For exchanges on which buyers intend to heavy-up spend, it may be worthwhile to ask DSPs, or the exchange itself, to provide information about performance, divided by direct pubs and each reseller. If some paths have poor performance, it’s wise to ask the exchange to remove those from a PMP the buyer intends to spend on, or else to speak with the DSP about the possibility of disabling those paths.
5. Buy direct
After determining which supply sources are performing best, it’s a good idea to set up a direct buying relationship with those exchanges via a PMP. Of course, there are many approaches to buying on a PMP, so buying through ones that seem similar from multiple supply sources is likely still worthwhile.

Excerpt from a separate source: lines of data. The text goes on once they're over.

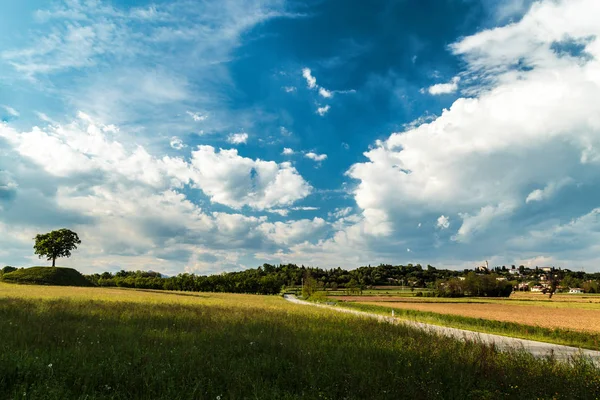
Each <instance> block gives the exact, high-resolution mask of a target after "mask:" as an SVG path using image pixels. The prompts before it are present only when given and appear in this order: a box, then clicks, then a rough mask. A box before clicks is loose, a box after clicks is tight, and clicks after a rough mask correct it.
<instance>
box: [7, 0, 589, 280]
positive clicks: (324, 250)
mask: <svg viewBox="0 0 600 400" xmlns="http://www.w3.org/2000/svg"><path fill="white" fill-rule="evenodd" d="M2 9H3V10H2V13H0V37H2V40H0V264H2V265H14V266H31V265H46V263H47V262H46V261H45V260H38V258H37V256H35V255H34V254H33V249H32V246H33V240H32V238H33V237H34V236H35V235H36V234H37V233H43V232H48V231H50V230H54V229H59V228H63V227H64V228H69V229H72V230H74V231H76V232H77V233H78V234H79V236H80V238H81V240H82V244H81V246H80V248H79V249H78V250H77V251H75V252H74V254H73V257H72V258H70V259H65V260H60V265H64V266H72V267H75V268H77V269H79V270H80V271H82V272H85V273H91V272H102V271H118V270H120V269H126V270H138V269H142V270H153V271H158V272H162V273H165V274H177V273H181V272H189V273H197V274H214V273H221V272H223V271H235V270H243V269H246V268H254V267H257V266H259V265H262V264H263V263H271V264H279V263H288V262H289V263H297V264H304V265H311V266H318V267H322V268H334V267H342V268H346V269H353V268H357V267H359V266H363V265H369V264H371V265H378V264H380V263H391V264H408V263H413V264H417V263H421V264H423V265H426V264H431V265H434V266H436V267H440V268H457V269H458V268H460V269H462V268H473V267H474V266H476V265H480V264H481V263H482V262H484V261H485V260H488V261H489V263H490V265H512V264H517V265H520V264H524V265H527V266H540V267H542V266H556V267H561V268H569V269H572V270H581V269H585V270H586V271H600V185H599V184H600V168H599V167H600V24H598V18H597V16H598V15H600V2H598V1H597V0H540V1H533V0H531V1H530V0H423V1H418V2H415V1H407V0H396V1H392V0H389V1H373V2H364V1H356V0H313V1H310V0H309V1H300V0H215V1H213V0H195V1H191V0H174V1H166V0H164V1H160V0H159V1H154V2H151V1H147V0H113V1H109V0H64V1H61V0H50V1H48V0H37V1H36V0H32V1H27V2H23V1H19V0H6V1H4V2H3V5H2Z"/></svg>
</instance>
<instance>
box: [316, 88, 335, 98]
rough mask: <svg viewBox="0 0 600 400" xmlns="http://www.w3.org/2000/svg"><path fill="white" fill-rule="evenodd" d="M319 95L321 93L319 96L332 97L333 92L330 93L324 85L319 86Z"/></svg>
mask: <svg viewBox="0 0 600 400" xmlns="http://www.w3.org/2000/svg"><path fill="white" fill-rule="evenodd" d="M319 95H321V97H325V98H326V99H329V98H331V97H333V93H331V92H330V91H329V90H327V89H325V88H324V87H320V88H319Z"/></svg>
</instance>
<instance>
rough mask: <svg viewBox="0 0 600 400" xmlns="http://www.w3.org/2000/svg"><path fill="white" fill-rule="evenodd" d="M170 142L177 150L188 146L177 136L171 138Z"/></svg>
mask: <svg viewBox="0 0 600 400" xmlns="http://www.w3.org/2000/svg"><path fill="white" fill-rule="evenodd" d="M169 144H170V145H171V147H172V148H174V149H175V150H181V149H183V148H185V147H187V146H186V145H185V144H184V143H183V141H182V140H181V139H180V138H178V137H177V136H173V137H172V138H171V141H170V142H169Z"/></svg>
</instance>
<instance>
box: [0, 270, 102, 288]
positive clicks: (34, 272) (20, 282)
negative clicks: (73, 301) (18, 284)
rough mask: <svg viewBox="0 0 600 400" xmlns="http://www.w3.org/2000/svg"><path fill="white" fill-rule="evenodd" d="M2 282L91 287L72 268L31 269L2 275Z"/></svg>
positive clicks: (77, 272) (91, 285) (15, 271)
mask: <svg viewBox="0 0 600 400" xmlns="http://www.w3.org/2000/svg"><path fill="white" fill-rule="evenodd" d="M2 281H3V282H7V283H18V284H28V285H54V286H93V285H92V283H91V282H90V281H88V280H87V279H85V277H84V276H83V275H81V274H80V273H79V272H78V271H76V270H74V269H73V268H61V267H31V268H25V269H18V270H16V271H13V272H9V273H8V274H4V275H2Z"/></svg>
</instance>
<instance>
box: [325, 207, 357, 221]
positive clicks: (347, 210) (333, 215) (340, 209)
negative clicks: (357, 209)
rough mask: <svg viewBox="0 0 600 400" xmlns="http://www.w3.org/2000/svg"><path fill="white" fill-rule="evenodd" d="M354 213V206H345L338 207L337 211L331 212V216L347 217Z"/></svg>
mask: <svg viewBox="0 0 600 400" xmlns="http://www.w3.org/2000/svg"><path fill="white" fill-rule="evenodd" d="M350 213H352V207H344V208H336V209H335V211H333V212H330V213H329V214H328V215H329V217H333V218H335V219H340V218H344V217H347V216H348V215H350Z"/></svg>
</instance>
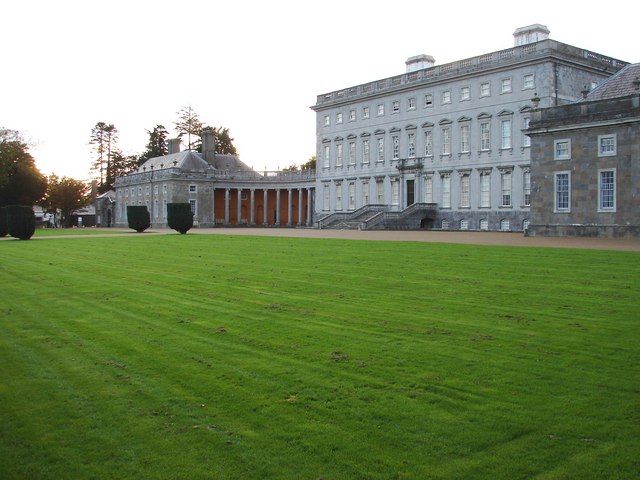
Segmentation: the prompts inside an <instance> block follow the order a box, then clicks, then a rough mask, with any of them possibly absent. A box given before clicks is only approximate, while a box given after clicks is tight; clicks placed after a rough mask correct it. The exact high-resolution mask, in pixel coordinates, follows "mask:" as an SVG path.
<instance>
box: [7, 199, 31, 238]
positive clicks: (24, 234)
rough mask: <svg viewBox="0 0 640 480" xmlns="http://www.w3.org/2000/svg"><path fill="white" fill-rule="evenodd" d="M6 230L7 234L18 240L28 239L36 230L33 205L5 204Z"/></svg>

For instance, PMPs are especially effective when the inventory is selected and included by the exchange at the placement level. This approach enables buyers to assess performance at the exchange level, gain critical insights into each individual placement, and develop a rich understanding of which tactics and partners meet a campaign’s performance goals. Direct buyers that work with such exchanges often see dramatic increases in click-through-rate (sometimes as much as 100 percent) and they tend to see steep declines in cost-per-click as compared to open exchange buys.
Advertisers have no margin for error
Digital advertisers have never faced a more precarious moment. Revenue streams are shrinking, and even many successful brands are narrowly clinging to profitability. Yet the vast majority of advertisers are leaving money on the table, neglecting to take simple steps to make sure their investments are achieving maximum ROI.
Advertisers simply need to take a look under the hood — sometimes as little as once a week — and assess which of their exchanges and resellers are actually their top performers. It’s no more onerous than flossing or maintaining a healthy diet. Yet in a time of upheaval for brands, it can mean the difference between success and failure.